FIG. 4 shows a signalling diagram which illustrates the distribution of a message when the narrowing criteria cannot be checked from the relevant recipient list stored in server S1. In step 4-2, a workstation WS3 sends a message to server S1. The message comprises an invitation to a barbecue, the name of the recipient list My-distribution-list, and one or more operators according to the invention. In this case the criteria are “within 20 miles and age over 18”. In step 4-4, server S1 receives the message. It also interprets and evaluates the narrowing criteria. It is a task of server S1 to alter the original recipient list or lists with the criteria sent along the message. Because WS3 sent two criteria, i.e. 20 miles and age over 18 server S1 must check that these two criteria are met by each recipient in the first list. If server S1 detects that the original recipient list My-distribution-list stored in the database DB does not include the age information of the names F2 and F3, server S1 can send a message to WS3 in step 4-6 in order to inform the sender that server S1 cannot confirm the age criteria. Server S1 can also convey information to WS3 that the SERVER is not allowed to check the age information from a data bank. In step 4-8, the workstation WS3 sends an additional message to server S1 in which it permits server S1 to ask the age information from the data bank or from some information provider. In step 4-10, server S1 enquires the age information from the data bank, and in response to this enquiry the data bank can return the missing information in step 4-12. In step 4-14, server S1 sends further the original message to the recipient of the second recipient list.
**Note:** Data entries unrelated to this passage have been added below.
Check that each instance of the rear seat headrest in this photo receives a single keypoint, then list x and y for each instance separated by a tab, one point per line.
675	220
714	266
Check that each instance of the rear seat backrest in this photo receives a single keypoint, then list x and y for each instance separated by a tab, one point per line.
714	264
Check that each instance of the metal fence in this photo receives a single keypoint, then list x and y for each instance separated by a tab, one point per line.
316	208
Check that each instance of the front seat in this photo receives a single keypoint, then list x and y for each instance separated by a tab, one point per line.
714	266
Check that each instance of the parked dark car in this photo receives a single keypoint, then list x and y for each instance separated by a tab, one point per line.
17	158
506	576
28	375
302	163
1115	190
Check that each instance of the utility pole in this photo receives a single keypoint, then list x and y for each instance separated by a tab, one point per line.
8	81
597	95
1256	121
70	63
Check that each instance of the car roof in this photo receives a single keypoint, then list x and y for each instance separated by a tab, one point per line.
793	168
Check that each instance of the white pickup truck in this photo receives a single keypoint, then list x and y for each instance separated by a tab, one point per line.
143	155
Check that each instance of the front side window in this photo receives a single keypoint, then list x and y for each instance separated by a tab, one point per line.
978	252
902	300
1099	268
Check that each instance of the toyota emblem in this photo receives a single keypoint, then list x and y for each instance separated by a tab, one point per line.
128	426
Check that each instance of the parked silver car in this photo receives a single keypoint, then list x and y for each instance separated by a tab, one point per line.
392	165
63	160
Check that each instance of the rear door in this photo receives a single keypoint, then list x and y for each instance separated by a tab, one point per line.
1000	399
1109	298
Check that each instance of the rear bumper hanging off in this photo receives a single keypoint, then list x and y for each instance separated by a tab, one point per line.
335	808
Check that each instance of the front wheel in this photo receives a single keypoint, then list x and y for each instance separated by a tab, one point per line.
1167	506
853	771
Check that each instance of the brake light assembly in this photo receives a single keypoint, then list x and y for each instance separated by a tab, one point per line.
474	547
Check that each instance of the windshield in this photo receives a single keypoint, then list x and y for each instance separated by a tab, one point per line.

 Other information providers can also be requested to send the requested information to the processor of the message. An information provider could be e.g. a location provider who could have and/or provide the location information of recipients of the message of a message sender for the information processor.
 The invention and its preferred embodiments enhance the current Instant Messaging IM search functionalities thus allowing more flexible ways of communication. The invention and its preferred embodiments can be used in group messaging, e.g. in chat applications.
 The idea is also related to messaging services when a user has access to other already defined distribution lists defined by e.g. a company, a service provider, an operator, an activity club or some other reference group or body.
 It will be understood that the embodiment described herein is merely exemplary and that a person skilled in the art may make many variations and modifications without departing from the spirit and scope of the invention. E.g. various kind of logical operators/operations different from those described above can be used for selecting and deleting recipients from already defined distribution lists. Other operators could be e.g. if and time. All such modifications and variations are intended to be included within the scope of the invention as defined in the appended claims.